California is home to approximately 115,000 inmates as of 2017 and it spends three times the national average per prisoner as of 2015, according to the Public Policy Institute of California (PPIC). Of the 35 state-owned facilities, 13 operate beyond the design capacity mandated by the Supreme Court, meaning that many prisoners live in overcrowded conditions.
Other facilities are privately operated, so their inmates are not accounted for in the PPIC estimate.
“About 15,000 additional inmates are not counted in the institutional population because they are housed in camps or in one of the eight contract facilities that the state does not own,” the PPIC article stated.
African-Americans continue to be overrepresented in the California prison population, while foreign-born Californians are not as likely to be imprisoned. Healthcare costs in prisons could be on the rise, since the number of prisoners over 50 has “more than quintupled” between 2000 and 2017.
Roof attributes the skyrocketing prison population to the defunding of mental institutions in the 1970s and 1980s, among other factors.
“Incarceration rates over the past 50 years or so have significantly increased, and we found that the majority of mental health care that’s happening is happening inside of these institutions,” Roof said. “Not having funding has forced people into settings where they get caught up in the criminal justice system.”
Roof added that people accused of crimes frequently have problems with substance abuse. Particularly in the Sacramento area, he said, methamphetamine can be a prominent issue. Others who are accused may suffer from mental disorders. He added that the elderly, as well as people with intellectual disabilities, often struggle the most with being incarcerated.
“When we’re in that setting, we want to be pretty aggressive about making sure that the individual is allied with the services they need,” he said.

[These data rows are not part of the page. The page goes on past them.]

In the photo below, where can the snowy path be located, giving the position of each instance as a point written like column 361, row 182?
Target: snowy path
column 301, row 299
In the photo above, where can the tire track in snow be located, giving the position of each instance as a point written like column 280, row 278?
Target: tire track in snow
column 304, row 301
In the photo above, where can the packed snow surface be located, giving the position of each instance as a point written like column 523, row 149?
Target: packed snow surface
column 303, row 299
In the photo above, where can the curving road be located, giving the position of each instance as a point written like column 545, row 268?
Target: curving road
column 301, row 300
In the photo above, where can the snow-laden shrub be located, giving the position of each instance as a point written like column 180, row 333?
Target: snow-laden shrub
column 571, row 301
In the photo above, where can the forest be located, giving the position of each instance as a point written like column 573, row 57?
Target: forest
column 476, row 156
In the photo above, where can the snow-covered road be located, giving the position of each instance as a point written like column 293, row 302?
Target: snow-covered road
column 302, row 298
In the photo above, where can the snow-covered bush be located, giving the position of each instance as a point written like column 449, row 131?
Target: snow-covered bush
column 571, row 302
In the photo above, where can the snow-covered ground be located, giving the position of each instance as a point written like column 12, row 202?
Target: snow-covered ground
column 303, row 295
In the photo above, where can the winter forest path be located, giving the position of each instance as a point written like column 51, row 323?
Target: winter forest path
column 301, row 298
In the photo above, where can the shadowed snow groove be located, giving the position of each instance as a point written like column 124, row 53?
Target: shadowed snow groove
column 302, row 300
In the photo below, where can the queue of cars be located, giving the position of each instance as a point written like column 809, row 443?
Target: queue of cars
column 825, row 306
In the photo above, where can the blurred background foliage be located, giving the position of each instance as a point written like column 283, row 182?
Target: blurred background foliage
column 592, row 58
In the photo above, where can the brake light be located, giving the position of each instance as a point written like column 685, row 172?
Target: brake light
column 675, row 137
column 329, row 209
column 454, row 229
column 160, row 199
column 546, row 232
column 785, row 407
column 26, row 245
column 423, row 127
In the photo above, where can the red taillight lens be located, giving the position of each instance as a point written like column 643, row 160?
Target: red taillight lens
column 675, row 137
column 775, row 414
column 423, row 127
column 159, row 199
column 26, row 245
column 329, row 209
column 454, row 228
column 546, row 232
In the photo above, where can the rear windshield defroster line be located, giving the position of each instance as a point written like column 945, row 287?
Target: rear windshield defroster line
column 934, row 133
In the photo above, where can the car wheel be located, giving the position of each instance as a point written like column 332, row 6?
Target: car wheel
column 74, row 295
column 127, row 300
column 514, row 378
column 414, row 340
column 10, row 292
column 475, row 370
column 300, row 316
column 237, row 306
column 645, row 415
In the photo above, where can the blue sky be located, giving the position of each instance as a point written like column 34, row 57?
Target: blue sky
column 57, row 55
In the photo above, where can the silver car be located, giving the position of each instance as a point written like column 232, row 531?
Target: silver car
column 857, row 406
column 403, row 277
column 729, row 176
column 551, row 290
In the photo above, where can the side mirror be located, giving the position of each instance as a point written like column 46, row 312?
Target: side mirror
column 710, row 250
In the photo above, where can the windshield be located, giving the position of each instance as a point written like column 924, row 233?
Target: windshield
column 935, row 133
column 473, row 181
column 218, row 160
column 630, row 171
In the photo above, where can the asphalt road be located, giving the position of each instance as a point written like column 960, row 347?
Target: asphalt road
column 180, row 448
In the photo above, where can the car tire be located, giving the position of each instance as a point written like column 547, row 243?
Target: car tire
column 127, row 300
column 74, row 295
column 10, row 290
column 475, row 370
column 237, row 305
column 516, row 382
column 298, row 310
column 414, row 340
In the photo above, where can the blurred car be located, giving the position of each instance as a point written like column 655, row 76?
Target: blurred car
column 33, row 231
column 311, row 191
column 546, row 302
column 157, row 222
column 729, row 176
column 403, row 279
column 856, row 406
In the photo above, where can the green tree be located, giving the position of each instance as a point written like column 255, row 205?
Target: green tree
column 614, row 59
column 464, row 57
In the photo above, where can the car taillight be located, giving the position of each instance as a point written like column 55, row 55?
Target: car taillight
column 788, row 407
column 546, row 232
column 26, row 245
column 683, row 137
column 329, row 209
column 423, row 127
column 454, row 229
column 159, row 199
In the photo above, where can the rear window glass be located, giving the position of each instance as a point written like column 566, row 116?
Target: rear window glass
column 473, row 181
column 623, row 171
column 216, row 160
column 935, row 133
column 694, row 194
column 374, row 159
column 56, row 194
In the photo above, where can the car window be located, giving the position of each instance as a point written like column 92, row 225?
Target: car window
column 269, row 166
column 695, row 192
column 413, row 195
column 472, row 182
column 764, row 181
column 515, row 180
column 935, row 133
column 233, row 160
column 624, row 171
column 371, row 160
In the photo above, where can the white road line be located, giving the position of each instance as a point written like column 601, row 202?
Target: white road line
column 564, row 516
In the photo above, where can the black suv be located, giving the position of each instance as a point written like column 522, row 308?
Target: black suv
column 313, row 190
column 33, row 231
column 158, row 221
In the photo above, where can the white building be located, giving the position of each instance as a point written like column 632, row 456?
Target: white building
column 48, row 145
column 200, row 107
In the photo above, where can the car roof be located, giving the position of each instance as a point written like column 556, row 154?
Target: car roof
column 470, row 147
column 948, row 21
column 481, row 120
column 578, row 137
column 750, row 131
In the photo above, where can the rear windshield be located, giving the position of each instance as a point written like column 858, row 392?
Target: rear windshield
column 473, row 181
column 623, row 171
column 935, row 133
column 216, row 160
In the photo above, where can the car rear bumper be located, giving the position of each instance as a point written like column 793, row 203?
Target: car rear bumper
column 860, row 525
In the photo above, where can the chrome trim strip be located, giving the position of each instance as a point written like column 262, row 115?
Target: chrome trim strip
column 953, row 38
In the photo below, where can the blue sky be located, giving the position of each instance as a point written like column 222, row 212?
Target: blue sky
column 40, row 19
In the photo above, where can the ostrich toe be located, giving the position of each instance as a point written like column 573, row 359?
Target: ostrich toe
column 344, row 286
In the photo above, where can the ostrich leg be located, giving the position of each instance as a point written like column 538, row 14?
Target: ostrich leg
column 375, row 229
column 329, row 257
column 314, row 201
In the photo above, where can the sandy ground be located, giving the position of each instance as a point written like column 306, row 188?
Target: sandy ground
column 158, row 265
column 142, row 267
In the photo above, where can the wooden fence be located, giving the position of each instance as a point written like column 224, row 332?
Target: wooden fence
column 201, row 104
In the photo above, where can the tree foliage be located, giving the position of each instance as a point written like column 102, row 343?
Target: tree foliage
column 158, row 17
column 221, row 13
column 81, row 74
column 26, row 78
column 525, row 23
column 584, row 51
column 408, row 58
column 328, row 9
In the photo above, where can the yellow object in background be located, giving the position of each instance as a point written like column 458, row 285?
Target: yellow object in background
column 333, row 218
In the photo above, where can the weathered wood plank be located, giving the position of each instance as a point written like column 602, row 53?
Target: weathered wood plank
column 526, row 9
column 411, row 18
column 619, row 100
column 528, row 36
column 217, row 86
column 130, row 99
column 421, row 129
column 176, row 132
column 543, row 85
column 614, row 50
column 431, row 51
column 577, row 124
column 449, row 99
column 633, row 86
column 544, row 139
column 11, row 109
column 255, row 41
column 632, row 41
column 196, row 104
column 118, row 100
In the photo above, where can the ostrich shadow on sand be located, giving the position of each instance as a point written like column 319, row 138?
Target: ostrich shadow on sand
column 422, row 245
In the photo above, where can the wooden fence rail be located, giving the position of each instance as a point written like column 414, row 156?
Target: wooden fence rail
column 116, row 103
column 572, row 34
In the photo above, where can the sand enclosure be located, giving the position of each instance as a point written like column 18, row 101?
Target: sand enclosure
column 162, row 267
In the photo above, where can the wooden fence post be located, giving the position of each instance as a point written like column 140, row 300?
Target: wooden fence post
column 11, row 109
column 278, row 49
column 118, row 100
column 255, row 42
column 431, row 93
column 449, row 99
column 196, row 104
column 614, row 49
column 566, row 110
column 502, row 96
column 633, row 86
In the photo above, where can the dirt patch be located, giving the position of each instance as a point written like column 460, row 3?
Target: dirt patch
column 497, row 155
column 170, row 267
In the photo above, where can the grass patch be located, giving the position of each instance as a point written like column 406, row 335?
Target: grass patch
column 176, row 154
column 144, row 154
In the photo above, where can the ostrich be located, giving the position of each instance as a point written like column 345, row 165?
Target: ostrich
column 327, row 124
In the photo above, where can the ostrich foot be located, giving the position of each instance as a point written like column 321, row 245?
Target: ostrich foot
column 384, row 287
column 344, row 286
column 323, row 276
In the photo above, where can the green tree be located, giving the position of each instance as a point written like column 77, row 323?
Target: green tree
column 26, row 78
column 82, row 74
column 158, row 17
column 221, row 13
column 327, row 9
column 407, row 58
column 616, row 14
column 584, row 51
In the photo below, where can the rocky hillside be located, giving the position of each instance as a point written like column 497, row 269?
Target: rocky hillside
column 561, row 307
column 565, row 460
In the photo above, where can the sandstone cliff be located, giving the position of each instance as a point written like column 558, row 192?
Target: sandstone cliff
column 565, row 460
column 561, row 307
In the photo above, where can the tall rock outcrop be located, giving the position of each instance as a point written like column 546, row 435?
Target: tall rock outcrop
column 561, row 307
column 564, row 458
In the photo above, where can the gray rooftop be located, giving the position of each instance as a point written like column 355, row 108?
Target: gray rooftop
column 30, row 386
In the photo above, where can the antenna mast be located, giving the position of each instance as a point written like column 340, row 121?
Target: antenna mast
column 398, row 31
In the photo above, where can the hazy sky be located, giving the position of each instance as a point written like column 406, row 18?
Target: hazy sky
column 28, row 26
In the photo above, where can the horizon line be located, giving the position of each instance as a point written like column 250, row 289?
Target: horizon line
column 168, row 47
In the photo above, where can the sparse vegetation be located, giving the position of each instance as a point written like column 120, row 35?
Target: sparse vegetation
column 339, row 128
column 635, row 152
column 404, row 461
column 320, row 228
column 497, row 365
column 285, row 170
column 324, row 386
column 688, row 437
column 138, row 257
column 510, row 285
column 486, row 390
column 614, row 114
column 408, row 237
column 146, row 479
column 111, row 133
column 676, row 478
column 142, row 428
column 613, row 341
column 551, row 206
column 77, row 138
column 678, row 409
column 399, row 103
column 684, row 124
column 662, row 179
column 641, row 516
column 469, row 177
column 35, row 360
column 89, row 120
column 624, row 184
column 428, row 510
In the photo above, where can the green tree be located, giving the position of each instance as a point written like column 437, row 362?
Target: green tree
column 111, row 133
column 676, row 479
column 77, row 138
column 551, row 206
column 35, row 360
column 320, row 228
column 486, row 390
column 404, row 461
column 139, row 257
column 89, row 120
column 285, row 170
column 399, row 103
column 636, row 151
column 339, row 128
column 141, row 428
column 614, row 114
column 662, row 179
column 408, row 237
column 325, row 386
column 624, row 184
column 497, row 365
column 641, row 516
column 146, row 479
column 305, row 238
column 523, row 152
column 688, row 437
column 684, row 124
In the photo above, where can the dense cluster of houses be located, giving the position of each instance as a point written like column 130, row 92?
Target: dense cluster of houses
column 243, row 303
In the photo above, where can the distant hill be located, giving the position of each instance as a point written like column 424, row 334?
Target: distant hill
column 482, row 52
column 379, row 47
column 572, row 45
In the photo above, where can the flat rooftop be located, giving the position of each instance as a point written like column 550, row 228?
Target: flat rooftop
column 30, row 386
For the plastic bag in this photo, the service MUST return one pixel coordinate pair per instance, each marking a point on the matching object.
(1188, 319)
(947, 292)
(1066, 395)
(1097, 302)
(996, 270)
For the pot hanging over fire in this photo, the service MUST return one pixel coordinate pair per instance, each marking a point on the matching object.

According to Roof, the most challenging part of his job is witnessing the struggles of both accused individuals and victims in the criminal justice system.
“[What’s difficult is] the gravity of these kinds of cases, the true impact that [they have] on individuals and the major losses [they can] incur for some individuals,” Roof said. “In doing this work you have to get pretty granular about the events that may occur.”
The complex interplay of “human suffering,” having done harm to someone else and the “guilt and shame” around that is, at times, hard to look at.
“I don’t mean to suggest that if a person makes a decision to harm someone, [then they’re blameless],” he said. “But the setting of being in a jail, being away from individuals that are part of your support group, withdrawing from substances and the people that have access to them [can be hard].”
Still, Roof described the opportunity to apply his professional skills in these court settings as “empowering” and “exciting.” He noted that the work he does can provide “closure” and “clarity” to people involved in the case, for both the accused and the victims.